One man was killed in clashes early today (23 November) in the second city Alexandria, one of several towns that saw unrest.
Field Marshal Mohamed Hussein Tantawi, who has run the ruling military council since mass protests unseated his long-time ally Hosni Mubarak in February, made a faltering televised address Tuesday in which he promised a civilian president would be elected in June, about six months sooner than planned.
Confirming Egypt's first free parliamentary election in decades will start Monday, the council also accepted the resignation of the civilian prime minister and his cabinet, who had incensed democrats with a short-lived proposal that the army remain beyond civilian control under any new constitution.
But Tantawi angered many of the youthful demonstrators on Cairo's Tahrir Square and in other cities by suggesting a referendum on whether military rule should end earlier - a move many saw as a ploy to appeal to the many Egyptians who fear further upheaval and to divide those from the young activists.
"Leave! Leave!" came the chants in Cairo and, in an echo of February's chorus: "The people want to topple the marshal."
Long into the night, while small groups on the fringes skirmished with police in clouds of tear gas, those occupying the main square sang: "He must go! We won't go!"
It is a battle of wills whose outcome is hard to predict.
Protestors dig in
The field marshal, hanged in effigy on Tahrir Square in a visual echo of Mubarak's final days, seems intent on preserving the armed forces' vast business interests built up over six decades of effective military rule. But there was no renewal of earlier heavy-handed efforts to clear the area.
Parliamentary elections will start this coming Monday - a plan confirmed at a meeting between the army and politicians - but they will take till January to complete.
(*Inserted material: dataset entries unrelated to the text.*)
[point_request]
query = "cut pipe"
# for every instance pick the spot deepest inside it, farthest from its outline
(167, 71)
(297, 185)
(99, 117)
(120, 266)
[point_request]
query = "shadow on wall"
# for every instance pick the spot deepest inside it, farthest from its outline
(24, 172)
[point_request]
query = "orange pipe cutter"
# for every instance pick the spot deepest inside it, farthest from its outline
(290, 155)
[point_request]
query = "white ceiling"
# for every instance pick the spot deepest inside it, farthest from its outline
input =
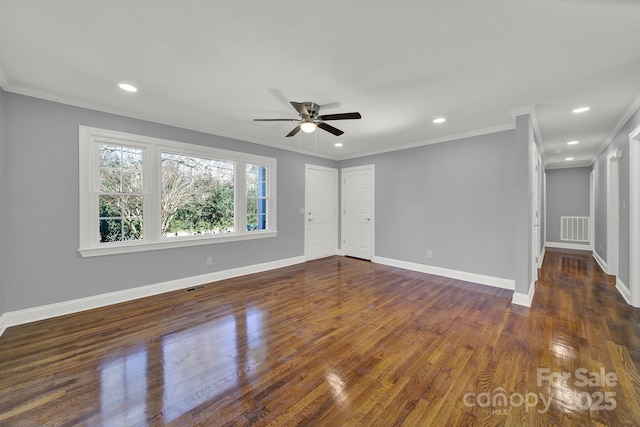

It is not clear how a referendum on military rule might be organised, nor what alternative might be proposed until June's presidential vote.
The European Commission said yesterday (22 November) it was "closely monitoring the situation" and hoped that elections could still go ahead (see background), because it wanted to see the results of the Arab Spring "coming to fruition".
A Commission spokesperson said the EU had offered to send an observation mission, but the Egyptian authorities have preferred not to accept international help for their election process.
Tantawi, 76, defence minister under Mubarak for two decades, appeared hesitant, speaking in field uniform, as he told the 80 million Egyptians his army did not want power:
"The army is ready to go back to barracks immediately if the people wish that through a popular referendum, if need be."
Many of the protestors saw the suggestion of a referendum, vague in its content, as a ploy to split the nation.
A military source said Tantawi's referendum offer would come into play "if the people reject the field marshal's speech," but did not explain how the popular mood would be assessed.
Tantawi may calculate that most Egyptians, unsettled by dizzying change, do not share the young protestors' appetite for breaking from the army's familiar embrace just yet.